The book took me a month to get through. It's dense, thorough to the point of being repetitive, and mostly irrelevant to civilians. But it's not totally irrelevant to me: my brother Taylor is going to Afghanistan tomorrow.
He joined the military about a year ago. The decision was made without any input from the family and without much notice either. "I'm thinking of joining the Army" evolved into him being issued fatigues in a blink of an eye. Soon he was off to basic training.
Taylor is a private person, which means that I never really understood what drove him to join. Reasons were given, of course, but none that seemed to justify such a drastic decision. I figure that the real reason is something personal; that he felt he had to do it for some reason or another.

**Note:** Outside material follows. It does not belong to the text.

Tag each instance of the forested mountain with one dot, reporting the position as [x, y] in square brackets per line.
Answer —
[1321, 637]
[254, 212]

I may not understand why he joined, but through reading "On Killing", I've come to understand a bit of the reality of being a soldier. I'd never really given it much thought, which naturally caused me to oversimplify it in my head.

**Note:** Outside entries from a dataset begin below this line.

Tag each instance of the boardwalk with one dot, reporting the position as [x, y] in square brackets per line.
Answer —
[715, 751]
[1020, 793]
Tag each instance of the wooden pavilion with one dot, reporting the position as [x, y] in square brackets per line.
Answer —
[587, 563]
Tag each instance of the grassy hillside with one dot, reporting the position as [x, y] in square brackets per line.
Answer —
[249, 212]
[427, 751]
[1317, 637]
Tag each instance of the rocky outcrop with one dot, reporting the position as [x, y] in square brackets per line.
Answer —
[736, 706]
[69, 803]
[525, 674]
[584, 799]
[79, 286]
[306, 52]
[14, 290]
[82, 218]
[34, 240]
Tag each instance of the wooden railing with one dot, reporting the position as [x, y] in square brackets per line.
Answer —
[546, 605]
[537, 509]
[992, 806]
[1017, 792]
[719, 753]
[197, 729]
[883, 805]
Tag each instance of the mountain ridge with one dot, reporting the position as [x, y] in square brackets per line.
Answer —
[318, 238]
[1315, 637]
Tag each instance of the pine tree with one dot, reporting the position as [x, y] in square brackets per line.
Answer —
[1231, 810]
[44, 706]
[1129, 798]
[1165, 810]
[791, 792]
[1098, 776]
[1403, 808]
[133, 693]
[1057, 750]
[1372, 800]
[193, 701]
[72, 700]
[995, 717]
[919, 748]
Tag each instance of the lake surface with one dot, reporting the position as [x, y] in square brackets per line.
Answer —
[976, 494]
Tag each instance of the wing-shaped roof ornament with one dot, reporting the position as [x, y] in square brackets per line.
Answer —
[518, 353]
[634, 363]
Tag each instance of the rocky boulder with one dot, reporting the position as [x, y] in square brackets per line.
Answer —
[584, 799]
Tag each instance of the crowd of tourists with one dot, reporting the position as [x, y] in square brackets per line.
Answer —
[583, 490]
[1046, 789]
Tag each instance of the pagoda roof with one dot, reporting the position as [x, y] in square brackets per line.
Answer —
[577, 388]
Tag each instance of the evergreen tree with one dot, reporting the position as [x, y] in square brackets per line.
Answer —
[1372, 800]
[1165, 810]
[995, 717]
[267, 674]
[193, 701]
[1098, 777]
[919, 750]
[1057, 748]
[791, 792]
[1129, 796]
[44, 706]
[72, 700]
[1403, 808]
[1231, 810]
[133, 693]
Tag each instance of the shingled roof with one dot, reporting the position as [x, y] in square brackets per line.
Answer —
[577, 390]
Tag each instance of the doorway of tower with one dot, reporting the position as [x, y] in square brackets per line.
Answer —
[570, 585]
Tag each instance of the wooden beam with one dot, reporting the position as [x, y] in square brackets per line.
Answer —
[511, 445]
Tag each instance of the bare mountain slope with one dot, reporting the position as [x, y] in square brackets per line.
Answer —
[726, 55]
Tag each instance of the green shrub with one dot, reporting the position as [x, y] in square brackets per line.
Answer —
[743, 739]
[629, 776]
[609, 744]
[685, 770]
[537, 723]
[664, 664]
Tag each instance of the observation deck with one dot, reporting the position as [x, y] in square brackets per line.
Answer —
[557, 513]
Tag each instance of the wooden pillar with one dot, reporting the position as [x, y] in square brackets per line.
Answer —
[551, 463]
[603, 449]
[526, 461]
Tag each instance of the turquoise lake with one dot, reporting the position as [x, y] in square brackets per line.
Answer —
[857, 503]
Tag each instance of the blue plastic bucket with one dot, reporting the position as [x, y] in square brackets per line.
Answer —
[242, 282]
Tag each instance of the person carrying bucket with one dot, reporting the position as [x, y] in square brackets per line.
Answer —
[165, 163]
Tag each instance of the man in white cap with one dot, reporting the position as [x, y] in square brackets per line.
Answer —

Most soldiers, according to the author, don't want to kill. It's against our nature to kill our own species and we avoid it at all costs. In World War I, the vast majority of soldiers actually avoided killing enemies, either by not firing at all, or firing over the heads of the enemy. Since then the military has improved their conditioning exercises, and the firing rate is now above 85%. My brother will fire at, and probably kill people, whether he wants to or not.
I don't really understand the war we're fighting, and I'm not totally sure the soldiers do, either. But I want to put that conversation aside and focus on the soldiers, which is something I hadn't really done until recently. I didn't think of them as individuals, but rather a bunch of people I didn't know, emotionlessly doing their job just like the checkout clerk at Wal-Mart.
But that, of course, isn't accurate. In "On Killing" I learned that there are two main factors in how psychologically traumatized a soldier is: the distance from the kill and the support back home. Knifing someone in the kidney is extremely traumatizing. Dropping a bomb from a plane isn't very traumatizing at all. My brother is a sniper, so I'm selfishly glad that he's pretty well removed from the intimate details of the killing. On the support side, I realized that it's important to separate my ambivalence or default contempt for the war from the pride I have for my brother.
When faced with fact that real-life Army isn't like the Army on movies (or recruitment videos), he rose to the challenge. He was consistently at the top of his class and is one of the most respected soldiers in his group. Of the four kids in my family, Taylor is the most selfless. He doesn't just talk about helping other people; he actually does it. When my other brother wanted a scooter, but couldn't afford it, Taylor paid for half of it with his Army signing bonus and loaned him the rest of the money. If I was in the Army, he's the kind of person I'd want to have around me.
This post is for Taylor. I feel helpless and a little bit guilty; my life is relatively easy, but his is about to be difficult for a while. All I can do, which makes almost no difference at all, is to show my support. So, Taylor, I love you, I'm proud of you, and I can't wait to see you come back in December.